Mas não fique feliz. Ainda te detesto por cada apelido cunhado e pelos anos em que convivi com a sala repetindo-os.

Espero que tenha se tornado uma pessoa melhor. Meninos não serão só meninos pra sempre.

L.

Querida M.

Eu gostaria de imprimir um tom mais agressivo na sua carta do que aquele que pus na carta de A., mas isso não condiz com meus princípios. Se mantive minha educação na carta dele, vou manter na sua também. Estou controlando meus dedos para não resumir esse texto à palavrões e xingamentos do mais baixo escalão - e acho bom você saber disso, só pra sentir o nível. Eu tenho muitas perguntas que gostaria de fazer à você, mas a primeira da fila é: qual o teu problema? Quer dizer, eu nunca entendi o motivo das meninas serem tão ariscas comigo, mas você principalmente - pois você foi a que mais me irritou, me apurrinhou, me tratou mal e me pôs em situações bem chatinhas. Qual é, eu era a última das últimas! O que tinha de tão especial em mim? Sim, eu quero saber porque você me empurrou do batente e me fez cair de cara no chão. Eu quero saber porque você fazia questão de destacar cada mínimo erro meu. Eu quero saber pra que os anos que passei engolindo suas palavras, afiadas feito facas, façam um mínimo de sentido.

E honestamente, querida: é muita falta de noção da sua parte chegar pra mim, anos depois, na maior cara de pau, e perguntar se eu me lembro dos bons tempos de ensino fundamental. Mulher. Cidadã. Criatura. De. Deus. Bons tempos de onde? A amnésia bateu forte, desculpa. Olha, eu tinha até esquecido que você existia, mas como sempre, a sua pessoinha dá um jeito de atrapalhar minha paz. Se você queria, por algum acaso, um contato mais amigável comigo, deixa eu te contar duas coisas: 1) Amizade comigo você não tem de novo nem aqui nem no inferno; 2) Belíssimo jeito de começar, viu?

Bem, assim sendo, eu gostaria de despejar minhas palavras aqui e esquecê-las junto com você. Vou terminar essa carta lhe desejando nada, nem bom nem mau. Desejos são preciosos demais pra gastar com gente feito você.

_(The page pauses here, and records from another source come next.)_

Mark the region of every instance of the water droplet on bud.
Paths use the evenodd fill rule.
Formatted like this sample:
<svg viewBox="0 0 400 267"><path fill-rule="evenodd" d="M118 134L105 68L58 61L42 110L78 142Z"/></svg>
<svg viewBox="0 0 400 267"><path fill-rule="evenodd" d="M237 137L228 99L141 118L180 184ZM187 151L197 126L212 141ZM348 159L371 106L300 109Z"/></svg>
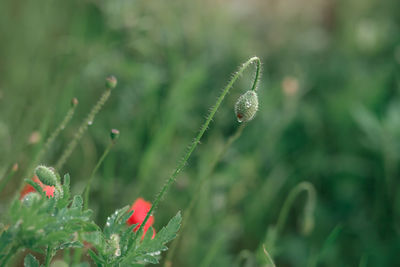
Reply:
<svg viewBox="0 0 400 267"><path fill-rule="evenodd" d="M238 122L251 121L258 110L258 96L254 90L249 90L239 97L235 104Z"/></svg>

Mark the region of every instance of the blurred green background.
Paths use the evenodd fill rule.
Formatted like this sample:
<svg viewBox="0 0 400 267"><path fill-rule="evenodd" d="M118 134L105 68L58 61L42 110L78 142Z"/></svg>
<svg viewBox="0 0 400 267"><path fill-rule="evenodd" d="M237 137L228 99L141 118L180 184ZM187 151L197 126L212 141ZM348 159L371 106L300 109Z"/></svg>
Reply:
<svg viewBox="0 0 400 267"><path fill-rule="evenodd" d="M160 228L209 176L173 266L400 266L400 1L69 0L0 2L0 177L3 213L41 142L77 112L43 163L56 162L114 74L118 87L61 173L80 193L109 142L91 208L101 225L138 197L151 201L172 173L231 73L263 62L260 110L214 171L238 127L223 102L201 145L155 213ZM317 191L315 226L300 231L300 182ZM164 254L165 256L166 254Z"/></svg>

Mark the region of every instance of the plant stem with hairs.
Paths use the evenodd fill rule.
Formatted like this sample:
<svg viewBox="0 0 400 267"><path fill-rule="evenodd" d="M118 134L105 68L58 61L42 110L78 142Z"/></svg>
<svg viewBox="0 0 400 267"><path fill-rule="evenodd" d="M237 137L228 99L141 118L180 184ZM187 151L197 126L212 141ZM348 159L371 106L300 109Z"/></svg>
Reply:
<svg viewBox="0 0 400 267"><path fill-rule="evenodd" d="M192 155L193 151L195 150L195 148L197 147L197 145L200 142L200 139L202 138L203 134L205 133L205 131L208 129L208 126L210 124L210 122L212 121L212 119L215 116L215 113L217 112L219 106L221 105L222 101L224 100L225 96L228 94L228 92L230 91L230 89L233 87L234 83L239 79L239 77L243 74L243 72L252 64L256 65L256 72L255 72L255 77L254 77L254 81L253 81L253 85L251 87L251 91L256 91L257 90L257 86L258 86L258 82L259 82L259 78L260 78L260 68L261 68L261 61L258 57L252 57L250 58L248 61L246 61L240 68L239 70L233 75L232 79L229 81L228 85L224 88L224 90L222 91L221 95L217 98L217 102L215 103L215 105L212 107L210 113L208 114L206 121L204 122L204 124L201 126L199 133L197 134L197 136L195 137L194 141L192 142L192 144L189 146L189 149L187 151L187 153L185 154L185 156L183 157L183 160L178 164L178 167L175 169L175 171L173 172L173 174L167 179L167 181L165 182L164 186L162 187L161 191L158 193L158 195L156 196L152 207L150 208L149 212L146 214L145 219L143 220L143 222L141 223L138 231L136 232L135 238L134 240L131 242L130 247L135 244L136 240L138 239L138 236L142 236L142 231L143 231L143 227L146 225L147 220L149 219L150 215L152 214L152 212L158 207L158 204L160 202L160 200L163 198L163 196L165 195L165 193L168 191L168 189L170 188L170 186L174 183L174 181L176 180L176 177L178 176L178 174L183 170L184 166L186 165L188 159L190 158L190 156ZM239 98L240 99L240 98ZM254 115L254 114L253 114ZM252 116L254 117L254 116ZM252 118L251 117L251 118Z"/></svg>
<svg viewBox="0 0 400 267"><path fill-rule="evenodd" d="M316 192L314 186L310 182L301 182L299 183L296 187L294 187L288 197L286 198L282 210L279 213L278 221L271 230L270 232L270 237L269 239L269 248L270 250L273 250L275 246L275 241L279 233L282 232L287 217L289 215L289 210L293 206L294 200L297 198L297 196L302 193L302 192L307 193L307 202L304 206L304 220L303 220L303 225L302 225L302 232L304 234L308 234L309 232L312 231L314 227L314 210L315 210L315 204L316 204Z"/></svg>
<svg viewBox="0 0 400 267"><path fill-rule="evenodd" d="M246 127L246 125L247 125L246 123L242 123L236 129L235 133L229 137L228 141L224 144L222 149L217 153L217 156L215 157L215 159L210 164L210 168L208 169L208 171L200 177L197 185L194 187L193 197L190 200L190 203L187 206L187 208L185 209L185 211L182 213L183 214L183 219L182 219L182 223L181 223L180 235L178 235L172 241L172 244L171 244L170 248L168 249L167 256L166 256L166 259L165 259L165 264L164 264L165 267L171 266L171 264L172 264L172 258L174 257L174 253L175 253L175 251L176 251L176 249L177 249L177 247L179 245L180 237L183 235L183 232L185 230L187 222L188 222L190 216L192 215L193 208L194 208L195 204L197 203L197 201L198 201L198 199L200 197L200 192L201 192L201 189L204 186L205 181L214 172L215 167L220 162L222 157L225 155L225 153L229 149L229 147L233 144L233 142L235 142L242 135L243 129Z"/></svg>
<svg viewBox="0 0 400 267"><path fill-rule="evenodd" d="M71 100L71 107L69 108L69 110L68 110L67 114L65 115L64 119L62 120L60 125L58 125L58 127L54 130L54 132L49 136L49 138L47 138L45 144L40 149L39 153L37 153L35 159L31 162L31 165L28 168L26 176L30 176L32 174L33 169L38 164L38 161L40 161L42 159L42 157L46 154L46 152L53 145L53 142L57 138L57 136L61 133L62 130L65 129L65 127L71 121L72 117L74 116L74 113L75 113L75 110L76 110L77 106L78 106L78 100L76 98L73 98Z"/></svg>
<svg viewBox="0 0 400 267"><path fill-rule="evenodd" d="M94 175L96 174L97 170L103 163L104 159L107 157L108 153L110 152L111 148L114 146L115 142L114 140L111 140L110 143L108 144L106 150L104 150L103 155L101 155L99 161L97 162L96 166L94 167L92 173L90 174L90 178L86 183L85 189L83 190L83 195L84 195L84 201L83 201L83 207L84 209L87 209L89 207L89 192L90 192L90 186L92 184L92 180Z"/></svg>
<svg viewBox="0 0 400 267"><path fill-rule="evenodd" d="M106 103L108 98L111 95L111 90L115 88L117 85L116 78L114 76L110 76L106 79L106 90L97 101L97 103L93 106L92 110L89 112L86 119L82 122L81 126L79 127L78 131L75 133L74 137L72 138L71 142L68 144L67 148L64 150L63 154L61 155L60 159L55 164L55 168L60 170L71 153L74 151L76 145L78 144L79 140L82 138L83 134L88 129L89 125L92 125L96 114L101 110L103 105Z"/></svg>
<svg viewBox="0 0 400 267"><path fill-rule="evenodd" d="M265 245L263 245L263 251L265 254L265 257L267 258L267 260L269 261L270 265L272 267L276 267L274 260L272 259L271 255L268 253L267 249L265 248Z"/></svg>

Se vire pra adivinhar quem escreveu isso. Sua esperteza deve lhe ajudar.

3 comentários:

  1. Acho que a infância é um dos períodos mais difíceis para nós, pessoas que vivem no planeta Terra. Antes eu pensava ser a transição para a adolescência mas sabe, se algo não vai bem na infância isso pode muito bem ser levado para a próxima fase da vida e daí em diante. Não fico nem um pouco feliz em ler suas cartas Lives, na verdade eu consegui senti-las de um jeito estranho, mas tenho certeza que só de escreve-las já deve ter sido algo muito benéfico para você. Ao menos eu espero que tenha sido pois honestamente, tentar entender a motivação de pessoas que agem assim é o mesmo que tentar entender a si mesmo. É um grande labirinto, é querer praticar a empatia num outro nível e acho que não seja algo realmente bom - afinal nem todo mundo tem uma cabeça boa - mais nos vale cuidar da gente, do que dos outros.

    Mas talvez o mais difícil seja superar a dor que essas pessoas causam, ou se isso realmente é algo a ser superado. Perdoar a si mesmo e aos outros, estou pensando em algumas coisas importantes que me aconteceram nos períodos escolares.

    Estava aqui matutando se respondia seus comentários agora ou deixava para uma outra oportunidade, e optei pela última pois nesse clima não dá para deixar uns surtinhos cheios de exclamação.

    Beijos, Snow!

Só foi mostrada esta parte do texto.